Bonjour,
Si de plus en plus de "journalistes" - un terme assez vague permettant de regrouper pour mieux les déprécier ceux dont les travaux peuvent contredire les détenteurs (auto-proclamés) de la Grande Vérité Historique - s'intéressent à Charles de Gaulle, c'est bien, me semble-t-il, qu'il y avait là des manques et une carence historiographiques.
J'ai déjà dit ici ce que je pensais du procédé qui consiste à remettre en cause les compétences de chercheurs qui ne sont pas d'accord avec des synthèses érigées en dogmes pour ne pas y revenir.
Simplement, concernant l'essai très pertinent de Jean-Luc Barré, l'originalité de son approche mérite d'être soulignée.
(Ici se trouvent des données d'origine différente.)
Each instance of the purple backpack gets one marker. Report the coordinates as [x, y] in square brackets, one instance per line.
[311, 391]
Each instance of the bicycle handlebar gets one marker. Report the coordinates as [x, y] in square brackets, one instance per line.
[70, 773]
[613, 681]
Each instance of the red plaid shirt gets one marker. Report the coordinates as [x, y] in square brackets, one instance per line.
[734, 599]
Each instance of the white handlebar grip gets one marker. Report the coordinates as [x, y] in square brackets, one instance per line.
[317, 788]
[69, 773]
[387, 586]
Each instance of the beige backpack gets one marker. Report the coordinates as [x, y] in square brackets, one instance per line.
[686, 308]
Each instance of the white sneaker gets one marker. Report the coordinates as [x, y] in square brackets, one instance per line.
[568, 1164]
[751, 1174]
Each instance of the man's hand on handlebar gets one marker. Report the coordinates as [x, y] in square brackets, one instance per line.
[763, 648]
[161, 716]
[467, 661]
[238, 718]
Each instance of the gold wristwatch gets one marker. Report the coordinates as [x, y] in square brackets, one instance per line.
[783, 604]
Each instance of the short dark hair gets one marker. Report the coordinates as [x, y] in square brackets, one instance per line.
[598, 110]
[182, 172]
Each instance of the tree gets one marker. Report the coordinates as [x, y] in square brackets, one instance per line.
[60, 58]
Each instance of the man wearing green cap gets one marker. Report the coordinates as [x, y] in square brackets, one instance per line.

Mandaté par les responsables de la Pléiade, l'auteur de "Devenir de Gaulle" a travaillé à l'établissement d'une version "définitive" des "Mémoires de guerre" pour la prestigieuse collection. En cherchant dans les différentes versions manuscrites, il a découvert des documents inédits dans les archives considérables ouvertes pour lui par l'amiral Philippe de Gaulle, documents qu'il estima assez intéressants, voire passionnants pour en proposer une lecture ouverte dans le cadre de l'essai qui a pour champ les 3 ans et six mois cruciaux de la constitution du gaullisme de guerre.
Spécialiste de l'écriture gaullienne, J.-L. Barré nous propose l'histoire d'un cheminement : celui d'un auteur - de Gaulle - qui "n'écrit pas pour se livrer mais pour se construire. Beaucoup de ce qui est révisé, remodelé, mis en forme sinon EN SCENE (je souligne), au terme d'une longue et difficile confrontation avec les mots, consiste à occulter patiemment le cheminement individuel au profit de LA DESTINEE SYMBOLIQUE.(...) Réduit dans le texte définitif des "Mémoires de guerre" à l'évocation de hauts faits symboliques, ce cheminement est resté le SECRET de Charles de Gaulle." (Avant-propos, p. 12)
Charles de Gaulle fut autant (voire davantage) un homme de mots que d'épée. L'essai de Barré nous propose à partir de récit gaullien d'aller rechercher les réalités historiques comme autant de "couches" constitutives qui ont permis la relation de l'épopée singulière de la France libre réécrite et donc reconstruite par le Connétable pour la postérité. Cette étude très fine se fonde sur l'importance essentielle du pouvoir du verbe chez celui qui quitta toutes les séries en juin 1940. En nous proposant des exemples de rajouts mais surtout des retraits significatifs pratiqués dans son manuscrit par l'auteur, Barré, après les avoir confrontés à d'autres sources souvent inédites (correspondances, rapports et autres mémos des conseillers et compagnons de Charles de Gaulle), nous permet de retrouver le contexte, les enjeux et les protagonistes de l'histoire de la France libre.